Estariam os xamãs ancestrais totalmente certos, ou absolutamente equivocados, em todas essas práticas? Disso não temos como saber sem experimentar os mesmos estados extáticos... Mas, a lógica e o bom senso nos dizem: estavam mais certos que errados; Do contrário não estaríamos aqui para contar a história, não seríamos nós mesmos os seus descendentes, o seu presente para o mundo.

O Chefe Seattle, outro grande xamã, uma vez disse em sua carta ao presidente em Washington: “Sabemos que a terra não pertence ao homem. O homem pertence à terra. Todas as coisas são interligadas, como o sangue que nos une. O homem não tece a teia da vida - ele é apenas um fio dela. O que fizer à teia, fará a si mesmo”. Mas, o que é afinal essa teia, esse tecido de realidade que parece habitar tanto o mundo lá fora quanto a nossa própria mente? É possível, afinal, influenciar e interagir com o mundo lá fora, através de alguma ponta de teia que puxamos ainda dentro de nossa mente?

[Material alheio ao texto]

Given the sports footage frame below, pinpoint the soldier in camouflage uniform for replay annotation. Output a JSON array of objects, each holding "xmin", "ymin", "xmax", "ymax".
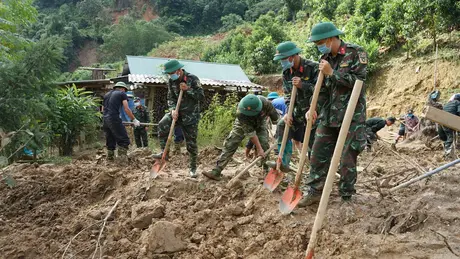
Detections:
[
  {"xmin": 299, "ymin": 22, "xmax": 367, "ymax": 206},
  {"xmin": 438, "ymin": 94, "xmax": 460, "ymax": 158},
  {"xmin": 203, "ymin": 94, "xmax": 279, "ymax": 181},
  {"xmin": 153, "ymin": 59, "xmax": 204, "ymax": 178},
  {"xmin": 133, "ymin": 97, "xmax": 150, "ymax": 148},
  {"xmin": 267, "ymin": 41, "xmax": 319, "ymax": 172}
]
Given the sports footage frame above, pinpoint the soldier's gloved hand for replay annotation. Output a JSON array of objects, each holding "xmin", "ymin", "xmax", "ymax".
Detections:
[
  {"xmin": 305, "ymin": 110, "xmax": 318, "ymax": 124},
  {"xmin": 319, "ymin": 59, "xmax": 334, "ymax": 76},
  {"xmin": 257, "ymin": 148, "xmax": 265, "ymax": 158},
  {"xmin": 180, "ymin": 82, "xmax": 189, "ymax": 91},
  {"xmin": 171, "ymin": 110, "xmax": 179, "ymax": 121},
  {"xmin": 283, "ymin": 114, "xmax": 292, "ymax": 127},
  {"xmin": 292, "ymin": 76, "xmax": 302, "ymax": 89}
]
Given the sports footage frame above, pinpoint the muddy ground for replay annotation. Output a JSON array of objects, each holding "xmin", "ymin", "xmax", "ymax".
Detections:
[{"xmin": 0, "ymin": 132, "xmax": 460, "ymax": 259}]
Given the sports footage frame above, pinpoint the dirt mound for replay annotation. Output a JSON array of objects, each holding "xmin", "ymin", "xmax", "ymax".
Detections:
[{"xmin": 0, "ymin": 142, "xmax": 460, "ymax": 258}]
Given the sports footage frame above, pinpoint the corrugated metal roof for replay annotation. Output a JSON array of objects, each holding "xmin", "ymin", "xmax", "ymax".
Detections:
[
  {"xmin": 128, "ymin": 74, "xmax": 263, "ymax": 89},
  {"xmin": 127, "ymin": 56, "xmax": 251, "ymax": 82}
]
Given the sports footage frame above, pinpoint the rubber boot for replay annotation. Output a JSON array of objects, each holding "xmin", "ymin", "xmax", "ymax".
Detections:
[
  {"xmin": 203, "ymin": 168, "xmax": 222, "ymax": 181},
  {"xmin": 107, "ymin": 150, "xmax": 115, "ymax": 161},
  {"xmin": 117, "ymin": 147, "xmax": 128, "ymax": 165},
  {"xmin": 151, "ymin": 151, "xmax": 169, "ymax": 161},
  {"xmin": 298, "ymin": 190, "xmax": 321, "ymax": 208}
]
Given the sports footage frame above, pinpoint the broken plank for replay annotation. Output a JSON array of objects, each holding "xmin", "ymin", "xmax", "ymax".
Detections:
[{"xmin": 422, "ymin": 106, "xmax": 460, "ymax": 131}]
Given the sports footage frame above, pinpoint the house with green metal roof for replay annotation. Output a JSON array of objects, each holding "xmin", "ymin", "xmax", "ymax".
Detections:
[{"xmin": 112, "ymin": 56, "xmax": 264, "ymax": 126}]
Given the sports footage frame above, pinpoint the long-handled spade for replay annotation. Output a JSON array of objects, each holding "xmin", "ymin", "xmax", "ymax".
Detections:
[
  {"xmin": 305, "ymin": 80, "xmax": 363, "ymax": 259},
  {"xmin": 279, "ymin": 72, "xmax": 324, "ymax": 215},
  {"xmin": 150, "ymin": 90, "xmax": 184, "ymax": 179},
  {"xmin": 264, "ymin": 85, "xmax": 297, "ymax": 192}
]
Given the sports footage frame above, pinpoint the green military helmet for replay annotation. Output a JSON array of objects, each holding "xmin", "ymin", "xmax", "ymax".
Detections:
[
  {"xmin": 307, "ymin": 22, "xmax": 343, "ymax": 42},
  {"xmin": 113, "ymin": 82, "xmax": 128, "ymax": 91},
  {"xmin": 163, "ymin": 59, "xmax": 184, "ymax": 74},
  {"xmin": 273, "ymin": 41, "xmax": 302, "ymax": 61},
  {"xmin": 238, "ymin": 94, "xmax": 262, "ymax": 116}
]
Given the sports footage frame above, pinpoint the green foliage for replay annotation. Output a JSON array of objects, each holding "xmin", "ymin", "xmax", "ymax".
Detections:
[
  {"xmin": 0, "ymin": 0, "xmax": 37, "ymax": 62},
  {"xmin": 101, "ymin": 16, "xmax": 173, "ymax": 62},
  {"xmin": 203, "ymin": 12, "xmax": 286, "ymax": 74},
  {"xmin": 219, "ymin": 13, "xmax": 243, "ymax": 32},
  {"xmin": 48, "ymin": 85, "xmax": 100, "ymax": 156},
  {"xmin": 244, "ymin": 0, "xmax": 284, "ymax": 21},
  {"xmin": 156, "ymin": 0, "xmax": 247, "ymax": 35},
  {"xmin": 198, "ymin": 93, "xmax": 238, "ymax": 146}
]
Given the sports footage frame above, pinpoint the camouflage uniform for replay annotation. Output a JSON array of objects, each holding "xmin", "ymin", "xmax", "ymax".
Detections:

O cético escandalizado com tal possibilidade vai prontamente nos responder: “Isso tudo está apenas na sua mente!”... Mas, afinal de contas, e o que não está?

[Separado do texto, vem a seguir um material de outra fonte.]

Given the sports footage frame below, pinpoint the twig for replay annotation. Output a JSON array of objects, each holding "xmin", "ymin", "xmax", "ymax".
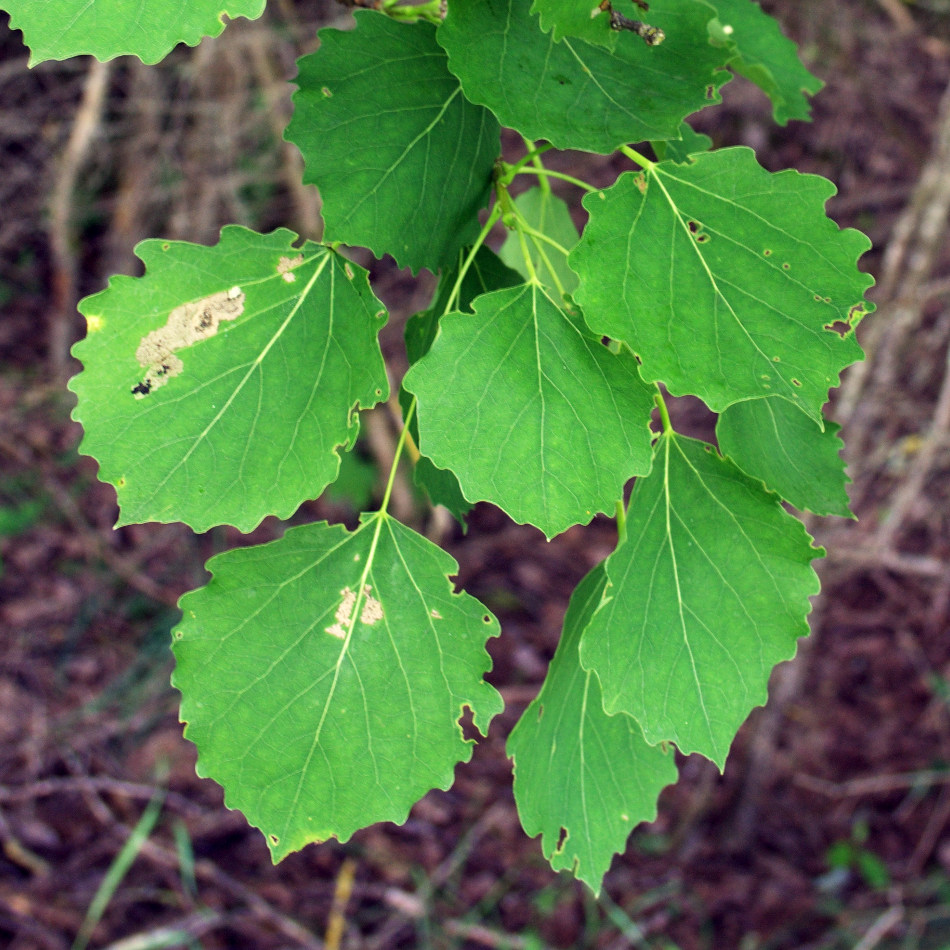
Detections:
[{"xmin": 48, "ymin": 59, "xmax": 111, "ymax": 378}]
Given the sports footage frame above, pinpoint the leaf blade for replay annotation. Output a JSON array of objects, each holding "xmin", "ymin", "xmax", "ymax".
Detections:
[
  {"xmin": 570, "ymin": 148, "xmax": 874, "ymax": 421},
  {"xmin": 716, "ymin": 397, "xmax": 854, "ymax": 518},
  {"xmin": 438, "ymin": 0, "xmax": 730, "ymax": 154},
  {"xmin": 4, "ymin": 0, "xmax": 265, "ymax": 66}
]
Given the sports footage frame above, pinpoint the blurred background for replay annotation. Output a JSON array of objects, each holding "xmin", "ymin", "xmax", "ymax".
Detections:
[{"xmin": 0, "ymin": 0, "xmax": 950, "ymax": 950}]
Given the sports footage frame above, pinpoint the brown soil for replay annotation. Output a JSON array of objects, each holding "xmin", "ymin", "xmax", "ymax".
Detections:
[{"xmin": 0, "ymin": 0, "xmax": 950, "ymax": 950}]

Nossa consciência desperta, normal, a qual chamamos de racional, nada mais é do que um tipo especial de consciência. Ao redor e sobre ela, separada pela mais fina das telas, há formas potenciais de consciências muito diferentes. Podemos atravessar a vida sem nem sequer desconfiarmos de sua existência. Mas, aplique o estímulo necessário e, ao menor toque, elas estão lá, em toda a sua inteireza... Nenhum relato do universo em sua totalidade pode ser tão definitivo que deixe essas outras formas de consciência inteiramente menosprezadas... De qualquer maneira, elas proíbem um encerramento prematuro de nosso acerto de contas com a realidade (William James, Variedades da Experiência Religiosa)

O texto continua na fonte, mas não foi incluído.